IA: Do you believe that we can sense what kinds of people are living in those houses just by the physical shape in the scene? Is it difficult to use those elements as words to tell your stories?


J.S. : I think that the small details that adorn the scene can give us many hints about who the people are that live inside. The curtains of the windows, what is on the balconies, what there is on the roofs, but in fact the interesting part of an old building is not the personality of its inhabitants, but its own personality. The building is born, it grows, ages and dies and during that whole process it is loved, spoiled and often missed.


IA: You did portraits that depict ordinary women’s faces, but they are very beautiful. This is the same tendency you have to depict everyday life elements; like the old houses and the other scenes you have done depicting shops, cars and rooms. You don’t try to create superior and unimaginable girls or houses. Do you consider that as your characteristic style?

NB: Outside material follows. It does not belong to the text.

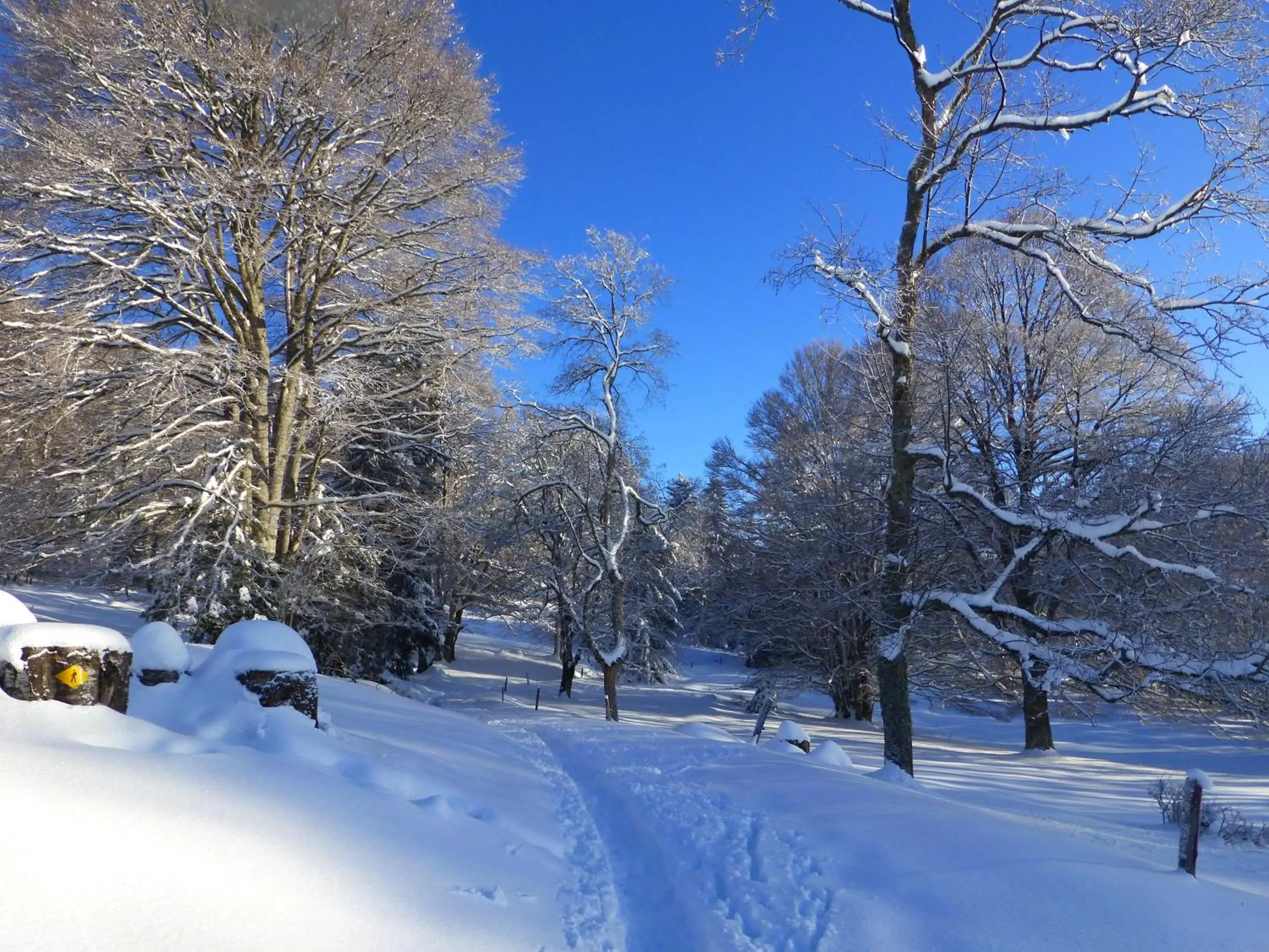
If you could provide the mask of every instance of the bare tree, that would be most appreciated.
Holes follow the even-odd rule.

J.S. : The same as I prefer an old big house to an important building, I prefer an average woman to a top model or a famous actress. That is because the beauty of a woman is subjective and is not subject to any absolutely reliable norm. The women that used to be beautiful are fat and the women that were not beautiful before are will be beautiful tomorrow. What really captures us is something as simple as an expression or a look; something that reveals to us what is inside that person and in some way drives us to the really beautiful part of a woman, her soul.


IA: Your work Composition #4 (Picture above) is a whole life in one image. It tells the story of three generations, but without words or human presence, can you tell us more about this work?


J.S. : It is the house of an old woman that has an obese son that works in a wine factory and has another son that lives in the great city living a modern life, he uses a PDA, listens MP3’s, drives a BMW and paints abstract pictures. She has a small granddaughter that eats up the candies from the box under the television and she decorates the furniture with stickers of the Power- Puff Girls. The grandmother has enough resources to buy a new piece of furniture, but she doesn't do it because the furniture works perfectly. And neither will she purchase a new television because the one she has was brought by her deceased husband from the neighboring town on foot.

IA: What scene would like to create and haven't created yet?

J.S. : That would be the room where I passed my years of adolescence in my parents' house.


IA: What do you think you can express with CG tools you can't with traditional media and why?


J.S. : Nothing, I would find the inverse question more logical. The human being, since his origin, has used tools based on pigments over surfaces and that has allowed him to develop a powerful instinct of 2D rendering. The necessity to dominate the computer and its complex programs of modeling and render makes the path from the idea to its final result in 3D not to so direct. No one in front a computer is able to represent objects or figures until studying them for many months and even then he will be far from dominating the media at the same level that we dominate the pencil and the paper.